Since the 1980s, many activists and writers have turned from identity politics toward ethnic religious traditions to rediscover and reinvigorate their historic role in resistance to colonialism and oppression. In her examination of contemporary fiction by women of color—including Toni Morrison, Ana Castillo, Toni Cade Bambara, Louise Erdrich, and Leslie Marmon Silko—Channette Romero considers the way these novels newly engage with Vodun, Santería, Candomblé, and American Indian traditions.
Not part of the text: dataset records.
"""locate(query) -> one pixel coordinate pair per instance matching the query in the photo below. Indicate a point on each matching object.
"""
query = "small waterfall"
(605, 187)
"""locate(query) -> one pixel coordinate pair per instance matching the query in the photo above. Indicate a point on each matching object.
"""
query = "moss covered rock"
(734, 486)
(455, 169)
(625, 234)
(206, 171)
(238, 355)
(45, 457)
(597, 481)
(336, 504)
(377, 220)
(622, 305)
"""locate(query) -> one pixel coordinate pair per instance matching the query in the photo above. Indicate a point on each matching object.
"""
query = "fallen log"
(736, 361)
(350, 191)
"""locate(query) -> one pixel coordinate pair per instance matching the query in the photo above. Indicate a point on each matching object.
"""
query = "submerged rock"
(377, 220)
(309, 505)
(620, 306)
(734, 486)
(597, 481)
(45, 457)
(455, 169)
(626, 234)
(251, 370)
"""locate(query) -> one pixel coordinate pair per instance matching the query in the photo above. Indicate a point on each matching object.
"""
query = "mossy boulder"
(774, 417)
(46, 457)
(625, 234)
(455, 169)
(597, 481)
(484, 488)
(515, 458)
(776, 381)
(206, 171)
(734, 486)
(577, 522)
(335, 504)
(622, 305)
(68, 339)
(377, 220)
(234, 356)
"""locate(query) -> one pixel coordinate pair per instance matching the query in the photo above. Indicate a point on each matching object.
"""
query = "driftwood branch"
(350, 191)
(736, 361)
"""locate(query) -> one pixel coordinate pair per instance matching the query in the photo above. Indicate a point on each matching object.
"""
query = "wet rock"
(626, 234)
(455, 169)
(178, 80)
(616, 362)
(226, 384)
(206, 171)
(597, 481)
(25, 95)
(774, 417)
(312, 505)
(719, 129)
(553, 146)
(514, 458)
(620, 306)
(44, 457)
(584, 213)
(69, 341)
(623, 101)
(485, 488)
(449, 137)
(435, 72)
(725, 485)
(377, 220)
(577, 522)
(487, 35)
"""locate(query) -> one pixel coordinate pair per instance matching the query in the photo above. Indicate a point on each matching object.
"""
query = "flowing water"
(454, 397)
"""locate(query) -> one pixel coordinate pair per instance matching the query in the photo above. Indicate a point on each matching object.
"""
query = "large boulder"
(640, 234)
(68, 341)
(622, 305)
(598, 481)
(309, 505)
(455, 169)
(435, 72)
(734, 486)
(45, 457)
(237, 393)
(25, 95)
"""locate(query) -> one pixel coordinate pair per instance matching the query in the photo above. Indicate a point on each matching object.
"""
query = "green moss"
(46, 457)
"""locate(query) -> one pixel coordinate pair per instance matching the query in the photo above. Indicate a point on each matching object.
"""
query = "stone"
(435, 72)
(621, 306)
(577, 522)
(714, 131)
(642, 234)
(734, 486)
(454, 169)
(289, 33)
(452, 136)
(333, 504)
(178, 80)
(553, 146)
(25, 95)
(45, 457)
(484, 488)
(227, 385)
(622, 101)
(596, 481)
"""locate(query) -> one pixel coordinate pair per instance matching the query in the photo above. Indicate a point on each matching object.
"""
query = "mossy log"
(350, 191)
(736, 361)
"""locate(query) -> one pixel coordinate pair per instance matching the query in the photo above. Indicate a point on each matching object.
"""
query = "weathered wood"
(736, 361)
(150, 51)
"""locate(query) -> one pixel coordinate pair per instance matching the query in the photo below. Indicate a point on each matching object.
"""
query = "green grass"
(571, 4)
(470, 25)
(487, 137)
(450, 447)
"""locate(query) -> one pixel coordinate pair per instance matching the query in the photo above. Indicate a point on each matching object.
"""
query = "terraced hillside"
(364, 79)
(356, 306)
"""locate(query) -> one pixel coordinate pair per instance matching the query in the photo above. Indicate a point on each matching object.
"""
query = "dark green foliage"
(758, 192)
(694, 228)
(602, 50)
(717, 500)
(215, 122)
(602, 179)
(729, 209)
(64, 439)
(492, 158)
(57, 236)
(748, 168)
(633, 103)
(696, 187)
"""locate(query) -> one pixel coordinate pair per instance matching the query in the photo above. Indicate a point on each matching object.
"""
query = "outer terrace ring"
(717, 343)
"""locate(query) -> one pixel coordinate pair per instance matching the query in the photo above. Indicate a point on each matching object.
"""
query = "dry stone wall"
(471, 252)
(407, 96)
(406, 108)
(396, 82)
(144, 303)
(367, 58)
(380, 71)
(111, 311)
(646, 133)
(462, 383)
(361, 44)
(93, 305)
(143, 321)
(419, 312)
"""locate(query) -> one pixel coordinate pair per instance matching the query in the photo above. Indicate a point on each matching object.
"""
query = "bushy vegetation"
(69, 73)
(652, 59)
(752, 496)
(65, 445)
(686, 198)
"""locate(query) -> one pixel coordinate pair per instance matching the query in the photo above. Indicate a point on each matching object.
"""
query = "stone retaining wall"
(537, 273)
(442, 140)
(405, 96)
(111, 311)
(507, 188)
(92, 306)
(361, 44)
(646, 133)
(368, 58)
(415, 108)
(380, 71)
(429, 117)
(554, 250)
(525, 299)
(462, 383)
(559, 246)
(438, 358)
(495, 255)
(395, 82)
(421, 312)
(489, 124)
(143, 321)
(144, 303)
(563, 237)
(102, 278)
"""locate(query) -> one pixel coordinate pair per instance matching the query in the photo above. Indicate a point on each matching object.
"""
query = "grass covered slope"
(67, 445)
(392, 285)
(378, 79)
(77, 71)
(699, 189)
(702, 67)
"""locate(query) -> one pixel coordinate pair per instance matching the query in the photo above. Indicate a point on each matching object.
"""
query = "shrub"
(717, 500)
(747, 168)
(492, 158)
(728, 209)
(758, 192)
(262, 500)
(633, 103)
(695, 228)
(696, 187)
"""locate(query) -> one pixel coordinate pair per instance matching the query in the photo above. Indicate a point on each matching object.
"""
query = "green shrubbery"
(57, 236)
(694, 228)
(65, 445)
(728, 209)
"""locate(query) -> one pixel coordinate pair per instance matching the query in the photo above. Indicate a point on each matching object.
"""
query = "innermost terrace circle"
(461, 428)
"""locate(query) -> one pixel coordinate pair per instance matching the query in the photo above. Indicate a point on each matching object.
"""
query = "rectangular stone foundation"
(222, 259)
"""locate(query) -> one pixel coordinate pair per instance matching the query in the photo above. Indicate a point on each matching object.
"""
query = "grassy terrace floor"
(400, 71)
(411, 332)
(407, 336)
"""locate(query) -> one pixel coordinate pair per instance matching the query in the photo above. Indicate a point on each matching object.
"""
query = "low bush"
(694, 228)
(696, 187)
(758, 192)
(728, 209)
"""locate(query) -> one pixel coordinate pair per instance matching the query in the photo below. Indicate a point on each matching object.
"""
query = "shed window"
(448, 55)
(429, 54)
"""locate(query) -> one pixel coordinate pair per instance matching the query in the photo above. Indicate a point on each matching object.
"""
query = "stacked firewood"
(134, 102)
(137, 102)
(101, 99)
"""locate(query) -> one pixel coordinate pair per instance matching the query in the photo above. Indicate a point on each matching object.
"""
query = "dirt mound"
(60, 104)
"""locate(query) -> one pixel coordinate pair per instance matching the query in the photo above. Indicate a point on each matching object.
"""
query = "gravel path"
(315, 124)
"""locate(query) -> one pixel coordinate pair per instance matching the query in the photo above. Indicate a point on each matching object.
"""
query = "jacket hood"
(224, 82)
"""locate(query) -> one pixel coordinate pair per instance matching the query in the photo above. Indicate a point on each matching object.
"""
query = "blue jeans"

Critical of a widespread disengagement from civic participation and of the contemporary novel’s disconnection from politics, this fiction attempts to transform the novel and the practice of reading into a means of political engagement and an inspiration for social change.
Reviews:
Activism and the American Novel provides an original and significant contribution to U.S. literary studies, ethnic studies, and feminist scholarship. Bringing a diverse group of ethnic authors into dialogue, Romero offers a more complicated multicultural focus and an important direction for twenty-first-century work. This book takes as its focus an important, powerful, widely read, and widely taught body of contemporary American literature by renowned women of color. The author’s sophisticated grasp of spirituality and her thorough, nuanced knowledge of contemporary literature shine through the book. This is a valuable work by a gifted and insightful literary critic.
Channette Romero is Assistant Professor of English at the University of Georgia.